Preposterous but true: Apple's worth more than Citigroup
Posted
Apr 16 2008, 07:57 PM
by
Charley Blaine
Rating:
I'm not making this up. Apple's market capitalization is bigger than Citigroup's. The actual numbers at today's close were $135 billion for Apple and $123 billion for Citigroup.
This fact, which came courtesy of Barry Ritholtz's blog The Big Picture, struck me as, well, preposterous. Check these most basic of comparisons:
Sales: Apple's sales for its 2007 fiscal year: $24 billion. Citigroup's 2007 revenue: $147 billion.
Assets: Apple's assets at the end of its 2007 fiscal year: $25.3 billion. Citigroup's year-end 2007 assets: $2.2 trillion. Yep, trillion.
The relative values, of course, make sense, especially when we look at one more measure.
Annual profit: Apple earned $3.5 billion in fiscal 2007, which ended on Sept. 29. Citigroup earned $3.6 billion in 2007.
Profit for the most recent quarter: Apple earned $1.58 billion in its most recent quarter, which ended on Dec. 29. Citigroup lost $9.8 billion for the fourth quarter of 2007. It reports first-quarter earnings on Friday.
Citigroup is paying -- a lot -- for the subprime mortgage mess and for a bad bet that becoming the world's largest financial services company would mean ever-growing profits forever. Fact is, Citi's stock peaked at $58 in August 2000 (yes, August 2000) and is down 59% since then.
While Apple's stock was battered by the dot-com bust and bottomed in April 2003 at $6.56, it is up 2,200% since then.

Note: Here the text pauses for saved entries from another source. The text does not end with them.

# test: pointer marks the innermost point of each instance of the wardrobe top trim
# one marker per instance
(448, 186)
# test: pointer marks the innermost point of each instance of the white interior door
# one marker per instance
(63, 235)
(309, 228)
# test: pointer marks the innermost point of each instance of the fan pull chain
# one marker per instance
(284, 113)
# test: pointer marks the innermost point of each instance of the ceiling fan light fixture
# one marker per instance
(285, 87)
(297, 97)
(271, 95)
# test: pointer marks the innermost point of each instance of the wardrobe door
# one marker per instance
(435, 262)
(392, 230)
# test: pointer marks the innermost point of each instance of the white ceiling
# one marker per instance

But what Barry didn't put in his note was this:
This is the second time Apple's market cap has exceeded Citigroup's since December. Apple was, in fact, worth more than Citi for roughly two weeks starting in mid-December. That's when Apple's shares were in the midst of a major run that produced an intraday high of $202.96 on Dec. 27. Citigroup was, of course, sinking. On Dec. 31, Apple's market cap was about $174 billion, and Citi's was $155 billion.

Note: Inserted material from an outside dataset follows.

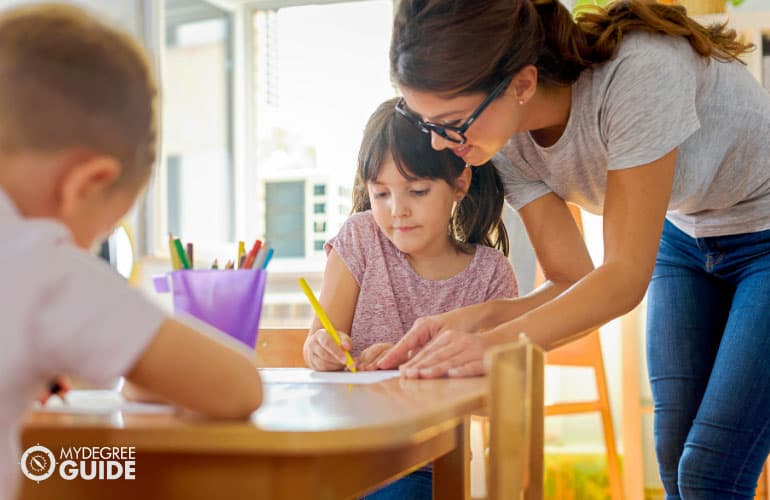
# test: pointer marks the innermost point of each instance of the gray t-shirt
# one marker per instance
(654, 95)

Both stocks really crumbled this winter, which allowed Citigroup to take the lead back on Jan. 23 in the aftermath of Societe Generale's multi-billion loss from bad trading. Apple finished the day at $112 billion. Citi was at $138 billion. (This is really a big-whoop number. Citi's market cap was $290 billion at the end of 2006.)
Apple took the lead back from Citi again on March 13.
Three final points:
Point 1: Citi's market cap bottomed at about $98 billion when the stock hit $18.62 on March 17. It's up 25% since then. But Apple is up 29% since Feb. 26 when the stock hit $119.15, producing a market cap of just under $105 billion.
Point 2: Google's market cap, now about $143 billion, has been larger than Citigroup's every day since the end of October. And this even though Google fell nearly 45% between early November and mid-March.
Point 3: Would anybody in his right mind invest in Citi again? Maybe. The Federal Reserve did rescue Bear Stearns, and Citi would definitely be a bank that the Fed would say is too big to fail. And the recent stock chart for Citi says that, if the stock can stay above that $18.62 low, it might be a good longer-term bet.